Şirket hisselerinin tamamı 2000 yılında NASD’ye geçmiş, 2002 yılında ortaklık yapısı yönetim NASD’de olacak şekilde genişlemiş ve NASDAQ hisse senetleri tezgahüstü piyasada işlem görmeye başlamıştır. 

İşlem hacmi, toplam piyasa değeri ve işlem gören firma sayıları açısından karşılaştırıldığında NYSE ile başa baş büyüklüğe sahip olduğu görülen NASDAQ’ın başarısı özellikle Avrupa ve Asya ülkeleri tarafından örnek alınmış ve benzer uygulamalar hayata geçirilmeye çalışılmıştır. NASDAQ, KOBİ borsası olarak nitelendirilmemekle birlikte bünyesinde çok fazla sayıda KOBİ tanımına giren şirket işlem görmektedir. NASDAQ ayrı bir tüzel kişiliğe sahip olarak faaliyet göstermektedir. 

KOSDAQ (Korean Securities Dealers Automated Quotations) 

1996 yılında kurulan KOSDAQ, 1999 yılında KOSDAQ borsası olarak faaliyete geçmiştir. Kuruluş amacı yüksek teknoloji şirketleri ve KOBİ’lere finansman sağlamaktır.

KOSDAQ elektronik sürekli müzayede işlem sistemi ile faaliyet göstermektedir. Piyasada menkul fiyatı alımsatım emirlerinin fiyat ve zaman önceliği göz önünde bulundurularak belirlenmektedir. 

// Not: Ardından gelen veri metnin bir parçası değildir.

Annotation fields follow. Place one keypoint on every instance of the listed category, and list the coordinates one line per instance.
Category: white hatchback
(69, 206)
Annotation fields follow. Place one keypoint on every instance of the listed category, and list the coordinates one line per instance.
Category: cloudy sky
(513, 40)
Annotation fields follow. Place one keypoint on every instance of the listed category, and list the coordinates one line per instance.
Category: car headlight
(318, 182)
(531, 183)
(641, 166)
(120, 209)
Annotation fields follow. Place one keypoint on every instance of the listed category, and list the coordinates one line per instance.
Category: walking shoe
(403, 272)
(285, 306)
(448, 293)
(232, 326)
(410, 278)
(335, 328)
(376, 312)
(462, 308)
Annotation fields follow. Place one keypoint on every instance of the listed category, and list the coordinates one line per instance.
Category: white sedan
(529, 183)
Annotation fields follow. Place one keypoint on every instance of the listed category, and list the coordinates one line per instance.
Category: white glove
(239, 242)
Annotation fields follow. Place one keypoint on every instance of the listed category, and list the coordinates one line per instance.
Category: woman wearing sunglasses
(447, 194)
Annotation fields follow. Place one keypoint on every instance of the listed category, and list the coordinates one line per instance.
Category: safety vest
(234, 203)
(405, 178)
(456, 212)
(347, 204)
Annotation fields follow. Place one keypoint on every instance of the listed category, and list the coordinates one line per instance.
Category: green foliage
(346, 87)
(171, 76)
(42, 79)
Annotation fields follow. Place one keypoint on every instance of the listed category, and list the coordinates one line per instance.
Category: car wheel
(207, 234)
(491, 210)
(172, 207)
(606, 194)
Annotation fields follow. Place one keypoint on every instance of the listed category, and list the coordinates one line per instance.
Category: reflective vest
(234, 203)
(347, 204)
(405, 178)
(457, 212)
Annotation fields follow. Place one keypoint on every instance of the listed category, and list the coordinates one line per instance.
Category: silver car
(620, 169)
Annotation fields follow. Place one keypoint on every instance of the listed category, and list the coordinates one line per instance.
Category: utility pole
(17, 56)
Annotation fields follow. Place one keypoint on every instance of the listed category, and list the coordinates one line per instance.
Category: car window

KOSDAQ , Kore borsasından ayrı bir tüzel kişiliğe sahip olarak kurulmuştur. Kore borsasının kotasyon koşullarına göre daha esnek kotasyon koşullarına sahip KOSDAQ, en başarılı KOBİ borsası uygulamalarındandır. Bunun en önemli nedeni devletin piyasanın oluşumuna olan katkısıdır. 1990’lı yıllarda yaşanan ekonomik kriz sonrasında devlet KOBİ’lere yönelik teşvik paketi hazırlamış ve bu paketi aşağıda belirtilen sistem doğrultusunda uygulamaya koymuştur; 

KOSDAQ ve risk sermayesi yatırım şirketleri üzerine kurulan sistem iki ayaklı çalışmaktadır. Devlet çeşitli teşviklerle (KOSDAQ’a kayıtlı şirketlerin yıllık gelirlerinin % 50’sini karşılık ayırmak suretiyle vergiden muaf tutmuştur vb.) KOSDAQ’a olan talebi arttırmaya çalışmış, risk sermayesi şirketlerinin KOBİ’lere yatırım yapmasını sağlayacak adımlar atmıştır. Yapılan yasal düzenlemeler ile devlet risk sermayesi şirketlerine yatırım yapabilir, fon sağlayabilir konuma gelmiştir. Bununla birlikte getirmiş olduğu sertifikasyon sistemiyle risk sermayesi şirketlerini sınıflandırmış, KOSDAQ’a kote olabilmeleri ve sermaye piyasasından fon sağlayabilmeleri için teşviklerde bulunmuştur. 

Devletin sermaye piyasasına olan doğrudan katkısı ve yapılan teşvikler sonucunda kote şirket sayısı, toplam işlem hacmi göz önünde bulundurulduğunda KOSDAQ yatırımcı tarafından kabul edilmiş olan organize bir piyasaya dönüşmüştür.   Güney   Kore’nin   büyüme   stratejisi   doğrultusunda   2005   yılında KOSDAQ, KSE (Kore Menkul Kıymet Borsası) ve KOFEX (Kore Vedeli İşlemler Borsası), KRX (Kore Borsası) olarak birleştirilmiştir. 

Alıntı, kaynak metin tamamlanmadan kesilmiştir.